Recently, I had to create an API Gateway for a customer. Coming from a developer background, API design was an afterthought for me. Once I was done with the user stories, I wrote my database schema so I could go ahead with coding the web application. The API develops organically, from whatever makes sense at that time.

But as I learned on the project, APIs are interfaces between people (as much as they are between systems). Deliberately thinking about your API design and being consistent about these design decisions help your end-users learn your APIs faster and with minimal effort. Also, your end-users rely on your APIs to create applications. Breaking changes to these APIs means downtime for your end user's applications.

Post Summary

In this post, we will discuss how the API-first mindset encourages us to put our end-user first so they can count on a simple, reliable, and consistent API.

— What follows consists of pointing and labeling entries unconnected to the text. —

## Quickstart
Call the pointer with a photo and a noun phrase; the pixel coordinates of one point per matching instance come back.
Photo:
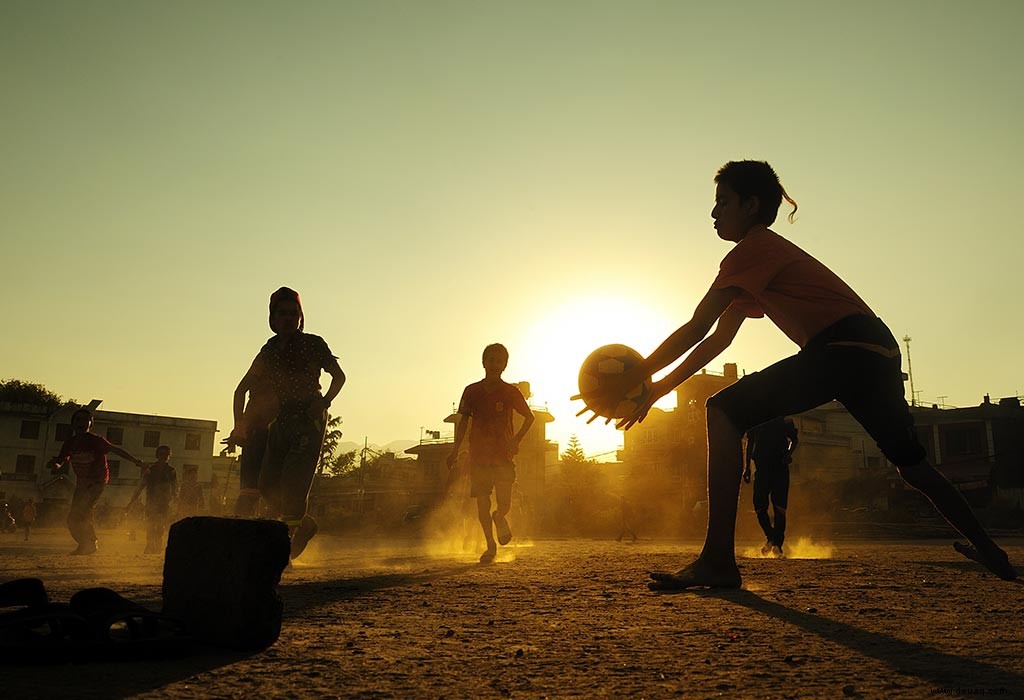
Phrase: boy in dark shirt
(87, 453)
(161, 484)
(290, 364)
(770, 445)
(489, 403)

In summary, the process looks like this:

• Part 1 - Create Reliable & Easy-to-use APIs with API First Design (current post)
  • Start with the goal
  • Create user stories
  • Build the domain models
  • Sketch your APIs
• Part 2 - Define API contracts with Swagger / OpenAPI
  • Write the OpenAPI definition
  • Start Developing
  • Handling API Design Changes

Using OpenAPI 3.0 definitions as "contracts" between API developer and his/her end-users, a single source of truth is established on how the API should operate. With this "contract" defining how each endpoint of the API operates, we safeguard against sudden unplanned changes on the API.

---

API-First Design Process

Let's go through the design process for a simple loyalty application we will be creating for restaurants.

[1] Start with the goal

Our goal for the loyalty application is for partner restaurants to create loyalty cards for customers and for customers to be able to earn points and redeem items with their points.

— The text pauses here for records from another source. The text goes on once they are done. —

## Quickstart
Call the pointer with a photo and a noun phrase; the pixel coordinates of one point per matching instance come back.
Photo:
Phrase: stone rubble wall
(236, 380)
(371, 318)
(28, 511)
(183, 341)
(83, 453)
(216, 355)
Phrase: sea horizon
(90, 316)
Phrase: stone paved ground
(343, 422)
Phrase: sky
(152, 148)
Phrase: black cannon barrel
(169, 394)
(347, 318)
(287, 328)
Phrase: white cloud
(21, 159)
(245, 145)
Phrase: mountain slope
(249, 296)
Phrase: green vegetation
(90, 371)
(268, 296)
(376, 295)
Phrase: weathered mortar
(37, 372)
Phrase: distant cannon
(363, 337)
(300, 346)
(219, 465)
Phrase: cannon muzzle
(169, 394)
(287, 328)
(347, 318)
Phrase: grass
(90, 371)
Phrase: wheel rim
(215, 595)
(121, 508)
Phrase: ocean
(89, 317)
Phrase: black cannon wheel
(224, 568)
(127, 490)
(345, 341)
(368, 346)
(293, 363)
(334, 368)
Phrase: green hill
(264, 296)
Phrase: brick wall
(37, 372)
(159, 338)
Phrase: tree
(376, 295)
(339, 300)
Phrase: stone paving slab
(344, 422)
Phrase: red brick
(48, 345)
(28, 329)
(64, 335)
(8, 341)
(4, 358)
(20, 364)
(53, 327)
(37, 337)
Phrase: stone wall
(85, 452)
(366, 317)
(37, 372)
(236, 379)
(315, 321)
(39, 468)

Setting the goal sets the stage for the next steps of the process. It also helps you scope out what your API really does. If you need to develop features that aren't aligned with this goal, then you should probably consider splitting it off to a separate application.

[2] Create user stories

With this goal in mind, let's elaborate on the capabilities of our loyalty application using user stories:

• As an end-user:
  • I can register for a loyalty card online
  • I can sign in
  • I can earn points with every transaction with a partner restaurant
  • I can view my points balance online
  • I can view my transaction history online
  • I can view specific transactions that I made
• As a restaurant manager:
  • I can see online card registrations for my restaurant
  • I can print a card for each registration
  • I can mark the card as claimed
  • I can view transactions consummated with the loyalty card for my restaurant
  • I can use a user's points to transact
• As an admin user:
  • I can create restaurants

[3] Build the domain models

Building your domain models is the process of translating your user stories into objects. These objects have attributes and behaviors. Think of these classes as similar to classes in the Object-Oriented Programming (OOP) paradigm.

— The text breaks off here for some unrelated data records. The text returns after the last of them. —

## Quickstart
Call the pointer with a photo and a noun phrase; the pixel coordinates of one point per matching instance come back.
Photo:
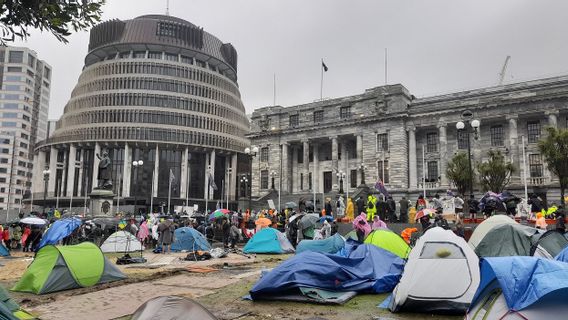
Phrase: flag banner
(381, 188)
(212, 182)
(325, 68)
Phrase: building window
(318, 116)
(264, 179)
(264, 154)
(535, 165)
(382, 142)
(380, 166)
(345, 112)
(432, 174)
(497, 136)
(294, 120)
(432, 142)
(463, 139)
(533, 130)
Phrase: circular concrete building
(156, 91)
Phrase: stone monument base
(101, 202)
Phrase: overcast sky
(434, 46)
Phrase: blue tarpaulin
(189, 239)
(366, 269)
(59, 230)
(525, 280)
(329, 245)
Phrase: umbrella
(263, 222)
(291, 205)
(33, 221)
(424, 212)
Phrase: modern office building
(155, 90)
(387, 133)
(24, 99)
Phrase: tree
(554, 148)
(495, 174)
(458, 172)
(59, 17)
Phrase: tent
(528, 288)
(59, 230)
(67, 267)
(507, 240)
(329, 245)
(440, 276)
(365, 269)
(172, 307)
(121, 241)
(549, 244)
(483, 228)
(390, 241)
(268, 240)
(189, 239)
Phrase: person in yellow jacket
(371, 207)
(349, 210)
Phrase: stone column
(71, 170)
(443, 154)
(334, 162)
(412, 161)
(52, 172)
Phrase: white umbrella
(33, 220)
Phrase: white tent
(483, 228)
(121, 241)
(441, 275)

With the objects in place, let's think about their relationships with one another:

• User can have many cards
• Card can have many transactions
• Partners can originate many cards (they can sell as many loyalty cards as they want)
• Partners can have many transactions

To operationalize these relationships, we will introduce the concept of "foreign key". With a foreign key, we add the field {object_name}_id to the object at the right side of the relationship. For the "User can have many cards" relationship, we add the field user_id on the Card object.

[4] Sketch your APIs

Once you have the domain models ready, it's time to sketch your APIs. Resist the urge to work at your web application right away. Take the time to think about each API endpoint you are going to expose and the resource layout of your APIs.

Sketching your API forces you to imagine how your API is going to look before you put in the long dev hours. After working on the sketch, show this design to your API stakeholders and get their feedback. At this stage, major changes will be almost costless to do because no code has been implemented yet.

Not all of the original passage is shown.